Each of the three strategies has its pros and cons. The strategies ‘Multiple Time Periods, Single QCA’ (Strategy A) and ‘Multiple QCAs, Different Time Periods’ (Strategy B) have the advantage that they follow the regular QCA research process and are relatively easy to perform. However, especially Strategy B can only be applied well if the number of conditions per time period is high enough. When the number of cases is rather low – which may regularly be the case in applied QCA – this aggravates the problem of limited diversity. This latter problem is absent in fuzzy-set ideal type analysis (Strategy C); however, it is restricted to the descriptive analysis of cases’ developments only and does hence not allow for a proper explanation.

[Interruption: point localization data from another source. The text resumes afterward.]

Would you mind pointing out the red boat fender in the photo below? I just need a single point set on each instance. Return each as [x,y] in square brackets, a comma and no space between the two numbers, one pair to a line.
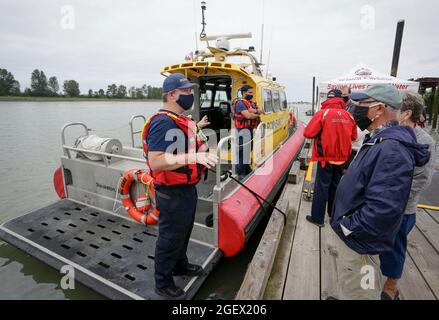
[236,212]
[59,183]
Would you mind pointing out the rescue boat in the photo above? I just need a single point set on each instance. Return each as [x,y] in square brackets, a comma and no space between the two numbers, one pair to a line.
[90,228]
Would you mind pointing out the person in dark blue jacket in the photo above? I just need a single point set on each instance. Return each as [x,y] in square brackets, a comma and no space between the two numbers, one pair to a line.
[371,198]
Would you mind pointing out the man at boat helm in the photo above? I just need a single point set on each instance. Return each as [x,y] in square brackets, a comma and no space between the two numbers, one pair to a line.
[372,196]
[246,116]
[177,159]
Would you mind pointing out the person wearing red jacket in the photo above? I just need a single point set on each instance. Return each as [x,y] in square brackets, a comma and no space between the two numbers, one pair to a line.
[333,130]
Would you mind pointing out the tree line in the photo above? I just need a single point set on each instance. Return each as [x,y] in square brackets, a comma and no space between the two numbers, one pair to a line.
[43,87]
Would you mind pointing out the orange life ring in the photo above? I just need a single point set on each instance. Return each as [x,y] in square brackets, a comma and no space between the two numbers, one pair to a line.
[141,211]
[292,119]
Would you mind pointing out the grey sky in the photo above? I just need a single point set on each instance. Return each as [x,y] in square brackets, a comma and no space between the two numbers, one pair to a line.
[128,42]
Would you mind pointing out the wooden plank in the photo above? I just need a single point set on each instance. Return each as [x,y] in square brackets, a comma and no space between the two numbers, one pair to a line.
[412,285]
[426,259]
[330,285]
[293,176]
[434,214]
[303,278]
[258,272]
[276,281]
[428,226]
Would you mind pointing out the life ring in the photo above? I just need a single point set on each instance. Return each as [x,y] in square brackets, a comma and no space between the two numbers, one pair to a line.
[141,211]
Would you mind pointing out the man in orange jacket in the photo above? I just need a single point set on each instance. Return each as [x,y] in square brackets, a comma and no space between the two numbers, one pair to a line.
[333,130]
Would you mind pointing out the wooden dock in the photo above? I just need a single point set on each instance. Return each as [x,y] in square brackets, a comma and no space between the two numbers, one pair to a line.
[301,261]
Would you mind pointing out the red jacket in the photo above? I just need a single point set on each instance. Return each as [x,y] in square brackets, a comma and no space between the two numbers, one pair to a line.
[333,130]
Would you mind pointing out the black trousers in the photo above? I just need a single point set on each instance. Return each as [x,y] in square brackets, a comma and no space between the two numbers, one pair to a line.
[245,147]
[177,215]
[327,180]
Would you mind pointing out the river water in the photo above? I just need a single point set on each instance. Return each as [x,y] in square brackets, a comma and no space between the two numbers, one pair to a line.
[30,140]
[30,152]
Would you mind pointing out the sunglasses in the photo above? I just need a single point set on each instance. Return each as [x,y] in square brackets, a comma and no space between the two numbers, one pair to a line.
[372,105]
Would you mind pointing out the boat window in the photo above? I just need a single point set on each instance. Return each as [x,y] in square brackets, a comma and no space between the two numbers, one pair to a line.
[268,104]
[283,100]
[276,101]
[220,96]
[206,99]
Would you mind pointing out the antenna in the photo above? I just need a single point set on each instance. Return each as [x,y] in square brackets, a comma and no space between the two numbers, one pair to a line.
[203,21]
[268,62]
[262,42]
[262,31]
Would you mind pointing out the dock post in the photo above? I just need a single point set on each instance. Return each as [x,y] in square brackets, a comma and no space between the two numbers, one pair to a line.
[397,47]
[435,109]
[313,94]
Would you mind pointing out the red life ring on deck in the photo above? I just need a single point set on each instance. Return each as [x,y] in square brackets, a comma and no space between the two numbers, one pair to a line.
[144,211]
[292,119]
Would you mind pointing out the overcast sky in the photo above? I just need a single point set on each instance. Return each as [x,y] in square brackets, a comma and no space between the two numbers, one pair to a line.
[128,42]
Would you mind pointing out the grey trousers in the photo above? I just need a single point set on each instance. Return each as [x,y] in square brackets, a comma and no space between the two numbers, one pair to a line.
[359,276]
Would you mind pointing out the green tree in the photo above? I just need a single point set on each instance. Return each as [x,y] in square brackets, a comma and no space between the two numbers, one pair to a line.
[8,85]
[112,91]
[121,92]
[38,84]
[71,88]
[53,86]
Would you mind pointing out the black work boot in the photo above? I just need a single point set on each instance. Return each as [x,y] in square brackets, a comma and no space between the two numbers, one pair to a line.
[191,270]
[311,220]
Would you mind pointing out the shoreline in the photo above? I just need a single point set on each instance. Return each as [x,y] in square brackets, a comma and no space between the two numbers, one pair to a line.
[71,99]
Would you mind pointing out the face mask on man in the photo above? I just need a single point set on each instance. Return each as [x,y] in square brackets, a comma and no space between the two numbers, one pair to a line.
[361,116]
[403,116]
[186,101]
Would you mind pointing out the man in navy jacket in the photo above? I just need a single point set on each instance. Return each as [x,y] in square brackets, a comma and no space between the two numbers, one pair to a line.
[372,196]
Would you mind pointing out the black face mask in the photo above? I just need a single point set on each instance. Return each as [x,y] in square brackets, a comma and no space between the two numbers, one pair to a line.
[361,118]
[186,101]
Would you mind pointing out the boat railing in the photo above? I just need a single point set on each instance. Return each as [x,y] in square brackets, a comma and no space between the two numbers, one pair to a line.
[219,175]
[105,155]
[132,128]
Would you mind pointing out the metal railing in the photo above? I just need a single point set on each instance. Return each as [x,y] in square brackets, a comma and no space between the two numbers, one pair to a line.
[218,153]
[106,156]
[63,136]
[132,128]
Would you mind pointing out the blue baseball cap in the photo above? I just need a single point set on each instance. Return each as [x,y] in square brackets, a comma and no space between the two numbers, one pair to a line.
[335,93]
[177,81]
[385,93]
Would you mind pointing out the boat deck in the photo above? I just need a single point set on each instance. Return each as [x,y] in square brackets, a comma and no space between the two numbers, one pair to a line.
[305,266]
[111,255]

Ultimately, the choice for one, or several, of the strategies depends on the researcher’s research question and the state of the theories at hand.
The strategies discussed here have much potential for researchers who want to track configurations over time. Thus far, there have only been some QCA applications that have done so. We illustrated the strategies with a dataset with 53 cases and 5 conditions. To further the development of the strategies, we invite more empirical applications, involving both less and more cases and conditions, to further tease out their advantages and disadvantages. Still, also without these – welcome – further advancements, the strategies for tracking configurations over time can enrich political scientists’ methodological toolkits. As we have demonstrated, these strategies enable answering a whole series of novel research questions in which time takes a center stage.
To view supplementary material for this article, please visit https://doi.org/10.1017/S1755773920000375.
An earlier version of this paper was presented at the International QCA Expert Workshop in Zurich (2018). We thank the workshop participants, the editors, and the anonymous reviewers for their constructive feedback on the earlier versions of the paper.